Had the mouths been closed or perhaps had the load been lightened a bit by the insertion of a little bird here or there or some other symbol of life I would have found the piece more reflective of the complete package of life and death. Perhaps there’s another reading someone with a more Zen outlook can suggest?
Stephen Binasiewicz is a found object sculptor and his work here is a melange of motorized and non-motorized pieces that have a century’s-past carnivalesque character. Squeaking mechanical arms lift red, yellow and blue lights in one work whose front side is a kind of spinning target (image is “Shoot”). There is a bit of the obsessive outsider/tinkerer in Binasiewicz’s work and I kind of liked the rhythmic sounds of the mechanical arms trying so hard to lift their burdens again and again.

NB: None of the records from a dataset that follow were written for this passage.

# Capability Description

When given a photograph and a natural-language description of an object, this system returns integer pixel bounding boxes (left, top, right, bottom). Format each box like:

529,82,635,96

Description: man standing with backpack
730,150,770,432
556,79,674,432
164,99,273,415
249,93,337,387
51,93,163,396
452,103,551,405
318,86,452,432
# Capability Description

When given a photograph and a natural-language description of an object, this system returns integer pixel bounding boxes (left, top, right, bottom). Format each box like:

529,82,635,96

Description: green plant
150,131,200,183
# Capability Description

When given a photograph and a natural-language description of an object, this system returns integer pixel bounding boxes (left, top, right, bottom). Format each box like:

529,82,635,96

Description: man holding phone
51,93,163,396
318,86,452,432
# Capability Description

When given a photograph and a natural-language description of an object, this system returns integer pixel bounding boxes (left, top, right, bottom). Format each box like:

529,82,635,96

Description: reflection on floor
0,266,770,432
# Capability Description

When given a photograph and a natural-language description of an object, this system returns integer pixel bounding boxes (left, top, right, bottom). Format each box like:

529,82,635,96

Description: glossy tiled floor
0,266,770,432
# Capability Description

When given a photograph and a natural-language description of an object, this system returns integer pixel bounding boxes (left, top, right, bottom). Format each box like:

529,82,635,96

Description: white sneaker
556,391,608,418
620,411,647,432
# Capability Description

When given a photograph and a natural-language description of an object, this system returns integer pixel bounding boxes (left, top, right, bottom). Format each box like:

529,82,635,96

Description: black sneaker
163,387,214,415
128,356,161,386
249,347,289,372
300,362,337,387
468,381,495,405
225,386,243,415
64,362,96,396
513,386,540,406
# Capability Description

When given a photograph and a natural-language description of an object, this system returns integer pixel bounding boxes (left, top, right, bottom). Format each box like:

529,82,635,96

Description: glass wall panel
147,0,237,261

The artist says he’s working autobiographically and that he loves found objects. I felt the love but didn’t get the memoir of his life. What I did pick up is the sad affect that comes from using old things (dolls, clothes, etc) and not transforming them enough. Apart from the two large pieces that moved (“Shoot” and “Hive”), the rest of the works were kind of creepy in a sideshow way. Perhaps the artist could push the narrative a bit and then the viewer would find a way in and past the found objects to the meat of the message.
Binasiewicz is the founder of the Philadelphia sculpture and set design fabrication lab, Kitchen Sink. The lab has worked on sculpture for Stephen Robin, Yinka Shoniabare and Jeanne Jaffe.